Table 2.
Training (ENVIM) | Training (MelonnPan) | Testing (ENVIM) | Testing (MelonnPan) | Predictable metabolites (defined by MelonnPan) | |
---|---|---|---|---|---|
ZOE 2.0 (NM = 503) | |||||
DNA only | 356 (71%) | 63 (13%) | 124 (25%) | 47 (9%) | 70 |
RNA only | 409 (81%) | 157 (31%) | 106 (21%) | 68 (14%) | 163 |
Both DNA and RNA | 423 (84%) | 146 (29%) | 110 (22%) | 73 (15%) | 154 |
Mallick cohort (NM = 466) | |||||
DNA only | 408 (88%) | 239 (51%) | 225 (48%) | 178 (38%) | 249 |
Lloyd-Price cohort (NM = 522) | |||||
DNA only | 501 (96%) | 271 (52%) | 322 (62%) | 193 (37%) | 305 |
RNA only | 521 (100%) | 298 (57%) | 393 (75%) | 236 (45%) | 318 |
Both DNA and RNA | 518 (99%) | 306 (59%) | 381 (73%) | 232 (44%) | 323 |
Based on the “well-prediction” criterion, defined as Spearman correlation ≥0.3 between the observed and the predicted metabolites, the numbers of well-predicted metabolites with different prediction methods, datasets, and modality levels (DNA, RNA, and Both) are presented for comparing MelonnPan and ENVIM. NM is the number of metabolites to be predicted.
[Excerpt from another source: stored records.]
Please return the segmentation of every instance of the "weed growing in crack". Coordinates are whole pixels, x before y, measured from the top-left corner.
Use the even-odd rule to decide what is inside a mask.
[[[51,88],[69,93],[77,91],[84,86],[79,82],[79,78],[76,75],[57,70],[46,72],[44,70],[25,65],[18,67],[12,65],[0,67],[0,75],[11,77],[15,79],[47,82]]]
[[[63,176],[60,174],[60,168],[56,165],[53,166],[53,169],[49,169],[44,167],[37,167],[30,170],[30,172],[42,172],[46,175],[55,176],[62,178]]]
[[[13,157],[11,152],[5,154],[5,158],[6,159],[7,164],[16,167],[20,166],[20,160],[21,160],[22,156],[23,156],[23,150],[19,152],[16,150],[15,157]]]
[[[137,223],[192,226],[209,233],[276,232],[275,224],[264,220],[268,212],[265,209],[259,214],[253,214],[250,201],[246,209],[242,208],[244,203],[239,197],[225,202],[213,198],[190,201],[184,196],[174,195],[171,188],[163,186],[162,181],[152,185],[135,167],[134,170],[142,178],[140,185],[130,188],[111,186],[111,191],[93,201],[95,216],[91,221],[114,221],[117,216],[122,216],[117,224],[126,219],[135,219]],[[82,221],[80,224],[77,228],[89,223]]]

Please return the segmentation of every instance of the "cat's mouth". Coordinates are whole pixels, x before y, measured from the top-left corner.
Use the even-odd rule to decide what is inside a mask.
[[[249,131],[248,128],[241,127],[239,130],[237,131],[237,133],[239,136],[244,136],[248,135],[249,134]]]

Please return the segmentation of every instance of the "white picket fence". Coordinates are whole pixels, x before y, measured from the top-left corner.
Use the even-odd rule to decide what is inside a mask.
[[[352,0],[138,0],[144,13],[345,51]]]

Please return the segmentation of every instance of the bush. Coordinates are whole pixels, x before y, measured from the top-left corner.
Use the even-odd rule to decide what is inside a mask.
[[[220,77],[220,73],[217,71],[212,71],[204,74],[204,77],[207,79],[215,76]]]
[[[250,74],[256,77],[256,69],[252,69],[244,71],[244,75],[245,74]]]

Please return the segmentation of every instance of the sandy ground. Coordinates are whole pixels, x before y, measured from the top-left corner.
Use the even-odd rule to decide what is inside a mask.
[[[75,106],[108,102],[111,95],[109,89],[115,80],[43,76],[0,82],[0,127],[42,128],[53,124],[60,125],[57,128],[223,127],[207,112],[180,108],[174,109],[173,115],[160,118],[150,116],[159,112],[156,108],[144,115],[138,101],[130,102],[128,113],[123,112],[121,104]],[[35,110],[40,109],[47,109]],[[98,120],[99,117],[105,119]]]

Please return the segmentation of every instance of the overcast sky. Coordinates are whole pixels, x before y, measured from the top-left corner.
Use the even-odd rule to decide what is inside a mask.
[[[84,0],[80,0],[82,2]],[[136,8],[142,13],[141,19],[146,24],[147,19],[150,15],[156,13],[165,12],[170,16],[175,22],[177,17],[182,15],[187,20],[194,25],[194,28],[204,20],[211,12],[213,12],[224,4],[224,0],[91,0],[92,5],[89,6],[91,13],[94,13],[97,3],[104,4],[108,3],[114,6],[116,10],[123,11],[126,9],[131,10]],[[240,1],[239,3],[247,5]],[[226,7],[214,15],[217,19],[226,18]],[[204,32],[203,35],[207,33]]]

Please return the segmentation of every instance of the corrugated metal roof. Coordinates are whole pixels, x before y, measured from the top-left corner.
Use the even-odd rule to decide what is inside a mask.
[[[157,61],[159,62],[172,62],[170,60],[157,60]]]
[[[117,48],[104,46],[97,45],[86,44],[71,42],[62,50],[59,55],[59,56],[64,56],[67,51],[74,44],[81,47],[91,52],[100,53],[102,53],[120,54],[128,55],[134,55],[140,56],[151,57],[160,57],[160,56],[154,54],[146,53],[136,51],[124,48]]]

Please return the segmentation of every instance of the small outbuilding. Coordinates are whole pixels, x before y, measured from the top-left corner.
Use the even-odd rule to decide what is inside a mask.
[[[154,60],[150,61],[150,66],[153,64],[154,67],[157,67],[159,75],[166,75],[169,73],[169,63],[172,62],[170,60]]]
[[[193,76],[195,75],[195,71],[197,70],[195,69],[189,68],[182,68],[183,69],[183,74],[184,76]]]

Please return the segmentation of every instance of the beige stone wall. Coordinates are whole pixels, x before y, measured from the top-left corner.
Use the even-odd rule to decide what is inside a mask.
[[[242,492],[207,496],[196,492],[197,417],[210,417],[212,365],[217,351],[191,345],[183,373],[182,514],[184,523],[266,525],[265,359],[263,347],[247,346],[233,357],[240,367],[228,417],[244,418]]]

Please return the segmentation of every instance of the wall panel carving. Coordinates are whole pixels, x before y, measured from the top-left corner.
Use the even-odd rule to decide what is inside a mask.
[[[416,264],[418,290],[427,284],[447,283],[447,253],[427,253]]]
Percentages in parentheses (%) represent the number of well-predicted metabolites divided by the total number of metabolites (NM) to be predicted in each study. The Mallick cohort has only metagenomics data available. The last column presents numbers of “predictable metabolites,” defined by MelonnPan, also seen in the Figure 2 legend. Bold in the column of in testing results represents the highest number of well-predicted metabolites among the three modalities (DNA, RNA, both DNA and RNA) in the ZOE2.0 cohort and the Lloyd-Price cohort.